Сцепив руки на затылке, он уставился на звезды, тускло поблескивавшие сквозь ветви.
ГЛАВА ШЕСТНАДЦАТАЯ
1Самюэл Гамильтон возвращался домой. Луна затопила ночь безбрежным светом, и холмы стояли окутанные белой лунной пылью. Деревья и земля застыли, иссушенные лунным сиянием, безмолвные и мертвые. Тени были сплошь черные, без полутонов, открытые места — сплошь белые, без примеси других красок. То здесь, то там Самюэл угадывал скрытое движение: в поисках пропитания бродили выкормыши луны — олени, что в ясную лунную ночь пасутся до зари, а днем отсыпаются в чаше; кролики, мыши-полевки и прочая мелюзга все те, что служат поживой крупному зверью и храбреют лишь под покровом лунного света, — крались, прыгали, ползали вокруг и, стоило им почуять намек на опасность, замирали как вкопанные, выдавая себя за камень или кустик. Промышляли и хищники: блестящими коричневыми струйками мелькали куницы; крепкотелые дикие кошки припадали к земле, превращаясь в невидимок, разве что изредка сверкнут на свету желтые глаза; поводили острым вздернутым носом лисы, вынюхивая теплокровный ужин; еноты, охотясь за лягушками, неслышно подбирались к застывшей воде. По склонам холмов рыскали койоты и в приступе то ли печали, то ли радости изливали своей богине-луне обуревавшие их чувства в громком вое, похожем и на плач и на смех. А над всем этим парили черными пятками совы, бросая на землю расплывчатые, вселяющие страх тени. Гудевший днем ветер стих, и воздух лишь тихонько вздыхал, колыхаемый теплом, что волнами подымалось от сухих нагретых холмов.

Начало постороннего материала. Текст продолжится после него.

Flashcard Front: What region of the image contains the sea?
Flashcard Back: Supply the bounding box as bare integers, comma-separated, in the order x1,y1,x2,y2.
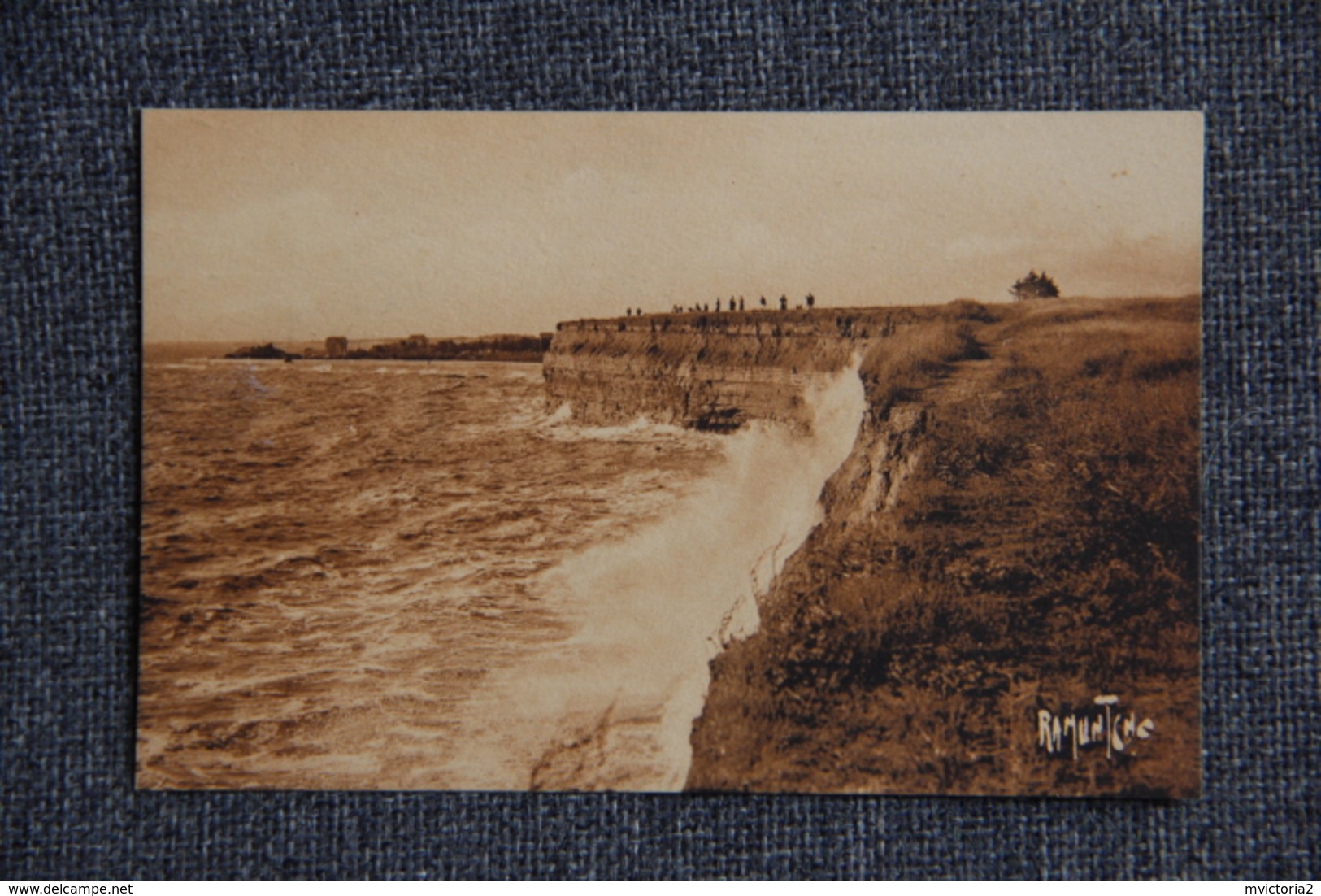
137,355,864,790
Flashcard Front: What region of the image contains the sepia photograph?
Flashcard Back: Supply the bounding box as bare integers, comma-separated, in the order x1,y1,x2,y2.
136,110,1203,799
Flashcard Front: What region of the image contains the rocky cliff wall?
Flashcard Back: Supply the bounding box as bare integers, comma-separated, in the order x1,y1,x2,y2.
543,309,918,431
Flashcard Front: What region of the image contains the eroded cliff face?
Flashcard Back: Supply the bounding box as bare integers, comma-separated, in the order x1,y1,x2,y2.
687,298,1200,797
545,296,1200,797
543,309,913,432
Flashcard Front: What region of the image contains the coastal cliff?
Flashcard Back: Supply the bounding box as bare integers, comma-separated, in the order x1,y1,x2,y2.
543,308,928,432
545,296,1200,797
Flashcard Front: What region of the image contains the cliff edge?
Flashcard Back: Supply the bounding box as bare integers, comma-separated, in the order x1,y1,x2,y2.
545,296,1201,797
689,298,1201,797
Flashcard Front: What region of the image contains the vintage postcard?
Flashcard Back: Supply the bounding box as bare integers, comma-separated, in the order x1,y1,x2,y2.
137,111,1202,798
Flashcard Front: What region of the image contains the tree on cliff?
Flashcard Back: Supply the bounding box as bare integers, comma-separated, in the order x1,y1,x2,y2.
1010,271,1059,302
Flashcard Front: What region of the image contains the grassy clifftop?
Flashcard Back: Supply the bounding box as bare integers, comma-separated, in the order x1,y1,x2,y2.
689,298,1200,797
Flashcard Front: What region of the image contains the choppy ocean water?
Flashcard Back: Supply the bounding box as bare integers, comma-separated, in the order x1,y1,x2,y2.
137,361,863,790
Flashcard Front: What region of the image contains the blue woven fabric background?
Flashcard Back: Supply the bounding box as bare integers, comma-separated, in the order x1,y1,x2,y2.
0,0,1321,879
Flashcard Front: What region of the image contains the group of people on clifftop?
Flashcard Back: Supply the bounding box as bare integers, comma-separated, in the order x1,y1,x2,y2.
625,292,816,317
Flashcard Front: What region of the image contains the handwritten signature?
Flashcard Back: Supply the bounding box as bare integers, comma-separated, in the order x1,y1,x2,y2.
1037,694,1156,759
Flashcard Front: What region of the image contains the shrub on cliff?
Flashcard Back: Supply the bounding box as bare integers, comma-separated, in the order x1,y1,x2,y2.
1010,271,1059,302
689,302,1200,795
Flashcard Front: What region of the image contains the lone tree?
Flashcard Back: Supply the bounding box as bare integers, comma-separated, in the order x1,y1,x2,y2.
1010,271,1059,302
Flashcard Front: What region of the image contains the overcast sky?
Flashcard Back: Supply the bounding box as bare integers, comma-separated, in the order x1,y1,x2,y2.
143,111,1202,341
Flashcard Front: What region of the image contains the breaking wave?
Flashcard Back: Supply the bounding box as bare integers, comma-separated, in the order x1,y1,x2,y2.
444,365,865,790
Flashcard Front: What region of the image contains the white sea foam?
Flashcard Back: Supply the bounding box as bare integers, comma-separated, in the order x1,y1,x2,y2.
445,365,864,790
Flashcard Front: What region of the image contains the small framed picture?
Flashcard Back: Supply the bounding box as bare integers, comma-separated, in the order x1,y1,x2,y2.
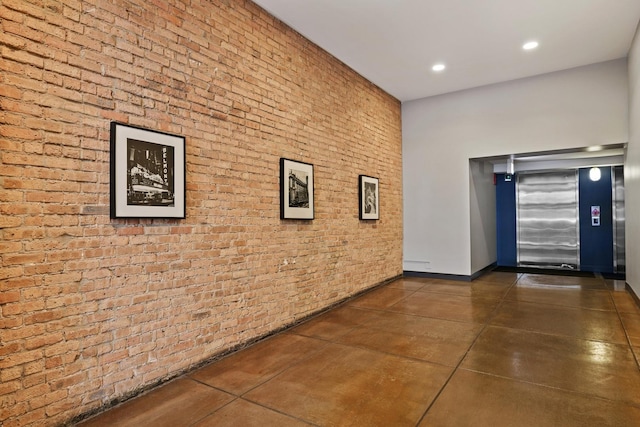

Акафист выбивал копытами громкую сбивчивую дробь, и ночной народец примолкал, дожидаясь, пока лошадь пройдет мимо. В темноте борода Самюэла отсвечивала бельм, его седые волосы вздымались над головой, как венец. Свою черную шляпу он повесил на штырь седла. В груди у него ныло от дурного предчувствия, от чего-то неясного, наводящего жуть. Он испытывал то, что немцы называют Weltschmerz, то есть «мировая скорбь» — чувство, которое расползается по душе, как газ, и несет с собой такую тоску, что ты принимаешься искать породившую её причину, но ответа найти не можешь.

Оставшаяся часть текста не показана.